Domenica. Oggi parte Eleonora, che come ultimo desiderio ha espresso quello di visitare Notre Dame. Amo il gotico, che senza dubbio è il mio stile architettonico preferito. E' elegante, leggero, sinistro. Mi si adatta perfettamente. Parlando con Laura, dottoranda di storia dell'arte, è venuto fuori che Notre Dame è una chiesa gotica per modo di dire in quanto conserva ben poco di originale. Non so se lo sapevo... forse l'ho dimenticato, o forse è un'altra delle mie innumerevoli lacune. Sono rimasta un po' delusa, perchè ho sempre trovato estremamente affascinanti quei gargoyles che sogghignano dall'alto. Pensarli vecchi di soli due secoli rovina tutta la magia.

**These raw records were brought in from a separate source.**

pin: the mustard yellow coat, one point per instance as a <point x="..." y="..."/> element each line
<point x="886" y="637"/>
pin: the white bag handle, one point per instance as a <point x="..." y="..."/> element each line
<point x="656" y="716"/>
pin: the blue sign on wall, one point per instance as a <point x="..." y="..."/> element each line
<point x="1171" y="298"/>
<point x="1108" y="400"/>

Verso mezzogiorno ci siamo infilate furtivamente nello Starbucks di Saint Germain a "pranzare", se così si può dire, con cappuccino e pancake allo sciroppo d'acero. Adoro!!! Mi piace molto l'atmosfera di Starbucks, la trovo rilassante: leggi, vai su internet, lavori al computer... Sarà anche che, da profana del caffè all'italiana, non guardo queste aberrazioni consumistiche con orrore, quanto con curiosità.

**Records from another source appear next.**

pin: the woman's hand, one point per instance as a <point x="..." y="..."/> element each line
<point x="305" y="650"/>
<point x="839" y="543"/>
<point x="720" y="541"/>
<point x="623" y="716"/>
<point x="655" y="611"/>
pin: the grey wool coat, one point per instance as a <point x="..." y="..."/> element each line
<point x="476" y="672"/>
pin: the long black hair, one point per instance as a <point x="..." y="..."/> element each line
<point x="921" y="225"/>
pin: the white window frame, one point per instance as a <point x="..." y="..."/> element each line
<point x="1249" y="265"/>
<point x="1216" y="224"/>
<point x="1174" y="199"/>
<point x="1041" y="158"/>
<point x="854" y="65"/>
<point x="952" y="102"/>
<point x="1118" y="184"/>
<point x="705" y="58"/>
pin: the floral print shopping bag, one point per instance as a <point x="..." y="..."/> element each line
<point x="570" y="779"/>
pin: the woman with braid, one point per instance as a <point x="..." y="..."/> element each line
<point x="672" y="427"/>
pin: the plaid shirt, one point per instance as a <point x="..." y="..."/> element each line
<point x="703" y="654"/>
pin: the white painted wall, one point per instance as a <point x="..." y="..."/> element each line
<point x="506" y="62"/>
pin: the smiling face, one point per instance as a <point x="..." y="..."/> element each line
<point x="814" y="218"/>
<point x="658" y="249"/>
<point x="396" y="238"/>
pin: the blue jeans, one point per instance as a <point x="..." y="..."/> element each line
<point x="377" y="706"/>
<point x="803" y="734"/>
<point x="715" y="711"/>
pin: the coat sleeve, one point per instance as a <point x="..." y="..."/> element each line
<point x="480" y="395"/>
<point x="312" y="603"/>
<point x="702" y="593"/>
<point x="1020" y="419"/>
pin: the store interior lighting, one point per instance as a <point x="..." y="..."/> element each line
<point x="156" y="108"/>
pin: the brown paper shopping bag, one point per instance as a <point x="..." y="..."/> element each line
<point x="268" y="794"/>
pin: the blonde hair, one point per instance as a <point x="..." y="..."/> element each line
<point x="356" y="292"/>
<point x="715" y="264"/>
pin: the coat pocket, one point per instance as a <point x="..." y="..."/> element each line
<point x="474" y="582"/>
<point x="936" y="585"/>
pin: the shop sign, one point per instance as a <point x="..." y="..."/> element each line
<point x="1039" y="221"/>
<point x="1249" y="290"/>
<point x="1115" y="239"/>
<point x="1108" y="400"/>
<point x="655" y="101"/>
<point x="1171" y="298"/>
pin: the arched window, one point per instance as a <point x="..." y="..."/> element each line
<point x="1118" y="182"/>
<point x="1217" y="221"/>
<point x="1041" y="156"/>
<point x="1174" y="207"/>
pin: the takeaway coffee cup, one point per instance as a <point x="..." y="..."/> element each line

Nel pomeriggio, rimasta da sola con Laura, l'appuntamento era al Museè des Arts Decoratifs per la mostra su Vionnet. Fantastica. Dai manichini scelti, all'illuminazione, alle didascalie, era tutto perfetto. Poi gli abiti... meravigliosi, moderni, indimenticabili. Una pietra miliare della storia della moda. In esposizione c'era anche la bambola che Vionnet usava per fare i modelli degli abiti e che mi ha fatto pensare a Matteo a cui incute sacro terrore. Ho pensato anche alla mia prof, che adora Vionnet e, francamente, ora capisco davvero il perchè.

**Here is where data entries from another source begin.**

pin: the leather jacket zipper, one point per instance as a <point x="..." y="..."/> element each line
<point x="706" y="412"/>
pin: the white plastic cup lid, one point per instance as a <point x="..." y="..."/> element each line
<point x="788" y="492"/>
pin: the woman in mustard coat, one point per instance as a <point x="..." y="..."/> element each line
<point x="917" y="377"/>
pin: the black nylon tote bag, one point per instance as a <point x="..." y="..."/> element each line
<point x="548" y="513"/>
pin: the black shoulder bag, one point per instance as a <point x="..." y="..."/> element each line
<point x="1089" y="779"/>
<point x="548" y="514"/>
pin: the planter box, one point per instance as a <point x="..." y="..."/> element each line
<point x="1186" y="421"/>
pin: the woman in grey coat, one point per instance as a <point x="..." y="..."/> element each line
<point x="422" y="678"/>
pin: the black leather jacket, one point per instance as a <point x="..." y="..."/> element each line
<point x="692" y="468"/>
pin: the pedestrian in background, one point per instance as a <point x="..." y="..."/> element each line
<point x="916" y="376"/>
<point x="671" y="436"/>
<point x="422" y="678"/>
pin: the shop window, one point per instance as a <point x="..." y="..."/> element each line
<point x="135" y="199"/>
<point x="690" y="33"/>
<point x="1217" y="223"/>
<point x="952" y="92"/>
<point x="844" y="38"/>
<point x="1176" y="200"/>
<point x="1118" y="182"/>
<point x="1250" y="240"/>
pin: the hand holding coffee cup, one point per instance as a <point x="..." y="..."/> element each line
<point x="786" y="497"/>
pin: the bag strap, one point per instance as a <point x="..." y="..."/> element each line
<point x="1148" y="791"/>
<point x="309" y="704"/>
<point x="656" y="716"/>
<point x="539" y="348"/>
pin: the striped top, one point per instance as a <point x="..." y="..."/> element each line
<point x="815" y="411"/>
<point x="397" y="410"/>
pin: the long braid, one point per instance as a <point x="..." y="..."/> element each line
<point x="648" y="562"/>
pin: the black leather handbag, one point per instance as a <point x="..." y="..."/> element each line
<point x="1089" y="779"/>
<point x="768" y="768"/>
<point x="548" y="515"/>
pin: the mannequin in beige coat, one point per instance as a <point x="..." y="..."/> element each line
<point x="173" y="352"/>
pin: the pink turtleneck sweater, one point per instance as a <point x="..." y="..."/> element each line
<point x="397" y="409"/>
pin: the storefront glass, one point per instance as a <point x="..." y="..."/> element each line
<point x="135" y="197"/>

Dopo una doverosa oretta passata nel meraviglioso bookshop del museo, che era anche una delle tappe del mio tour, ci siamo fatte un giro per la collezione di arte decorativa. Bellissima, soprattutto la parte di art decò in cui è stato ricostruito l'appartamento di Jeanne Lanvin.


Dopo una cenetta casalinga eccoci ripartire di nuovo per Saint Germain in cui abbiamo scoperto angoli bellissimi e la rhumerie, un posto fantastico in cui è tutto a base di rum. Io ne ho bevuto uno alla violetta. Tanto intenso che potrei tirarne fuori una cartella colori!